Ни восклицательного, ни вопросительного знака. Разговорная пунктуация Мартины становилась все более похожей на пунктуацию пишущей машинки.
– Давай удерем?… – Даниель привлек ее к себе. – Дверь за уборной выходит прямо во двор…
Никто, казалось, не заметил их исчезновения. Пластинки ставили бесперебойно, музыка не переставала надрываться. Хозяин удалился к себе, небрежно поманив Жинетту. Мсье Донель и остальные прошли по скрипящему гравию и вышли на гудрон шоссе… Все переели и перепили, чувствовали себя отяжелевшими, очень отяжелевшими.
– Ведь мы еще не старики, – сказала мадам Донзер аптекарше, отметив про себя, что малолитражка исчезла, – а поглядите, как все изменилось… Возьмите, к примеру, свадебные подарки. Мать мне часто рассказывала про то, как хозяин фабрики, на которой она работала, выдавал замуж дочь – свадебные подарки были выставлены напоказ на большом столе, и все ходили на них смотреть. Серебро, бронза, вазы и драгоценности. А представьте себе на столе малолитражку, которую мсье Донель подарил детям. Или радио, которое не надо включать в сеть, – подарок мадам Денизы, или фотоаппарат, который им прислал дядя-садовод с юга. А сами мы подарили им квартиру, купленную в рассрочку, за которую мы трое – Жорж, Сесиль и я – будем платить еще два года! Да, скажу я вам…
Вдруг из дома выскочила разом вся молодежь и стала усаживаться в автобус, шофер которого дремал, дожидаясь разъезда. Они хотели еще прокатиться, предпринять что-нибудь, лишь бы не расставаться вот так – сразу.
– Обратите внимание, – опять принялся за свое мсье Донель, – рядом с этой «Чащей» лесу нет! И ни одной живой души за весь день! А ведь мы не сняли ресторан целиком, и вход посторонним не был запрещен…
Автобус отъехал. Стали рассаживаться по машинам и остальные.
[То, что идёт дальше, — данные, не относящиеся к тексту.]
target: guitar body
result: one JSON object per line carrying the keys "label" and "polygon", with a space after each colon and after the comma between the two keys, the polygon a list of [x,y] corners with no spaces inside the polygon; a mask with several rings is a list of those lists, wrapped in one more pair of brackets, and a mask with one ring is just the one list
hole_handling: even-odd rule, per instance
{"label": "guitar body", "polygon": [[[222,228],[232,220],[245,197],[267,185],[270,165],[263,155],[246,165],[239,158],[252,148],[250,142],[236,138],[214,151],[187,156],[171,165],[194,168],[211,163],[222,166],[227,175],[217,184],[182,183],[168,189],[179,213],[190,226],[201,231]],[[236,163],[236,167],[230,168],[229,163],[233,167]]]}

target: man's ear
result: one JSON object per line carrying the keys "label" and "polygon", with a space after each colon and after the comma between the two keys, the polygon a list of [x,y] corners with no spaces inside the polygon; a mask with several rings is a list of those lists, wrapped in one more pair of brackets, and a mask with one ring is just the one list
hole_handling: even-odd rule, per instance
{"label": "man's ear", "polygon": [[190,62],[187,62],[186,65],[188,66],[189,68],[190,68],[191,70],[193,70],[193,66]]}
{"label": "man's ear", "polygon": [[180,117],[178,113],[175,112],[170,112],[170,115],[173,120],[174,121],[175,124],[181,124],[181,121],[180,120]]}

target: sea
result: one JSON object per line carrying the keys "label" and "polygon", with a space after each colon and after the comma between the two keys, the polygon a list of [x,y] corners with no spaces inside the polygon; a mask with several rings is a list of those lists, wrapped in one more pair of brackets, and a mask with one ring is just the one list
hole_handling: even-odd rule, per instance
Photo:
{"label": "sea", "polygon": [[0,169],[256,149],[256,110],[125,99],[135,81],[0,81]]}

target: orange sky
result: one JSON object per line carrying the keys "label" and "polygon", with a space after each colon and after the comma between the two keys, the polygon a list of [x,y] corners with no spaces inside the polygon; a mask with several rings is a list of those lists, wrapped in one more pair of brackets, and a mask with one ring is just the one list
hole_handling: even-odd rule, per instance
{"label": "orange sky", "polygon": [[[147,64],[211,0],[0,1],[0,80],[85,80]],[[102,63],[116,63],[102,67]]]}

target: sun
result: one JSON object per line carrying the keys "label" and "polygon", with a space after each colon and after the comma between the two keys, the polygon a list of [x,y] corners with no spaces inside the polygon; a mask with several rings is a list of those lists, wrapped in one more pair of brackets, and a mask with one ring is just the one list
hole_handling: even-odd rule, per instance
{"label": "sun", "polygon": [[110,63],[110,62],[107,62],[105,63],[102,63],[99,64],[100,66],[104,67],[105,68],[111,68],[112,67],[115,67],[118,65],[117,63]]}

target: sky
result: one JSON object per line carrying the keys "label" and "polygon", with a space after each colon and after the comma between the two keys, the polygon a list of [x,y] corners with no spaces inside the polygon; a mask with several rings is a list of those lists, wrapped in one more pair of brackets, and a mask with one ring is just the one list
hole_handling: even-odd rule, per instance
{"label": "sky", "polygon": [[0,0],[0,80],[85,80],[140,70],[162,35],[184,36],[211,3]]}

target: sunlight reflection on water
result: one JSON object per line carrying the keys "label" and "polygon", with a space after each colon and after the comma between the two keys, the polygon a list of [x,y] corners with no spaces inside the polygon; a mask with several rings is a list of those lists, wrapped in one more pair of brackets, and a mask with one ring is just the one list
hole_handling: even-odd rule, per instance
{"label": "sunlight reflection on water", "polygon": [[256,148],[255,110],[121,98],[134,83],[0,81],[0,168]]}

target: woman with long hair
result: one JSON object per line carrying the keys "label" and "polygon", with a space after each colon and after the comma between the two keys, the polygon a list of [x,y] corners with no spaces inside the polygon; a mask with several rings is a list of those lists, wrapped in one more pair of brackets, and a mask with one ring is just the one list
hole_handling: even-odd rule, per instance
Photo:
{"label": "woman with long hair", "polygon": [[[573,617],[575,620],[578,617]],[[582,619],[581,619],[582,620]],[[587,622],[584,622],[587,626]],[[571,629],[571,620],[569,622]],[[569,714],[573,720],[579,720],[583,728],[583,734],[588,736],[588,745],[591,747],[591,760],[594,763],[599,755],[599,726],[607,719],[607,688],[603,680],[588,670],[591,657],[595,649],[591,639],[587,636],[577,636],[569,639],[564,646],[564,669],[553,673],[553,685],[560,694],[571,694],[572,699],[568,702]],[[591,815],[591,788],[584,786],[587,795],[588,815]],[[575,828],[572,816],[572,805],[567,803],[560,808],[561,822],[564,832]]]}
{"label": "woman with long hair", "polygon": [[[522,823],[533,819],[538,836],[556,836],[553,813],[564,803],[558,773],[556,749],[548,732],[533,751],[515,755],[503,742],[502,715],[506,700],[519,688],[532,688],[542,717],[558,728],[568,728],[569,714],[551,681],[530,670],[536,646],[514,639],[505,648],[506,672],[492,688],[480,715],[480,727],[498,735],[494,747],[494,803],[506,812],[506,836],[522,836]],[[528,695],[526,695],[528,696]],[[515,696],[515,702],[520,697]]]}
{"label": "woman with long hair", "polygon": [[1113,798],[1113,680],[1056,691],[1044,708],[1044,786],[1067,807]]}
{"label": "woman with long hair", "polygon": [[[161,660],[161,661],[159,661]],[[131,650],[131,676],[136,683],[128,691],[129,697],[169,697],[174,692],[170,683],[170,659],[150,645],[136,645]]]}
Мадам Донзер, еле живая от усталости, благодарила приятеля Даниеля, который предложил подвезти всю семью – ее, мсье Жоржа, Сесиль с Жаком – в Париж. Аптекарь ехал в обратную сторону – в деревню. Сесиль и Жак не присоединились к молодежи. Сесиль была не в духе, казалась утомленной, а Жак, высокий мрачный парень, не раскрывал рта. Сразу было видно, что они поссорились.
– Мы чудесно провели время, – мадам Дениза садилась в сверкающую машину своего друга. – Но где же Жинетта?… Ну, тем хуже для нее. Я уверена, что она не пропадет…
Теперь оставался только старый ситроен мсье Донеля.
– Дедушка! Смотри – луна! – сказала девочка с черными распущенными волосами.
XII. Семейная твердыня
Будет ли Мартина еще когда-нибудь так счастлива, как в этот вечер, – в эту ночь, и на следующий день… Счастье ее не куплено в кредит, как квартира или малолитражка, за свое счастье она никому не должна платить. Или, вернее, она сама его оплатила в течение долгих, долгих лет, и вот теперь оно стало ее собственностью, которую никто не имеет права у нее отнять.
Мартина и Даниель ехали через селения, казавшиеся им необычными, потому что они возникали внезапно среди поцелуев и деревьев… Они ехали медленно. Даниель вел машину одной рукой, может быть, он и не умел танцевать, но машину водить он умел. Мужья умеют водить машину, не так ли, Мартина? И целоваться?… Вокруг них была долина Сены, гулкая, как новые дома без мебели, а может быть, поблизости находился автодром или велодром? Время от времени до них доносился не то шум моторов, не то нечто похожее на топот, или это просто работал какой-то завод? Но все растворялось, отдалялось, так и не возникнув. Они ехали над рекой, углубляясь в лес, и, выехав из него, оказывались у очередного изгиба Сены. Река не отпускала их от себя. Для Мартины это было настоящее путешествие, ведь она ничего в жизни не видела, кроме своей деревни и Парижа, и здесь, в ста километрах от города, ей казалось, что она где-то на краю света, настолько это огромное, чистое и невозмутимое небо было непохоже на то, к которому она привыкла.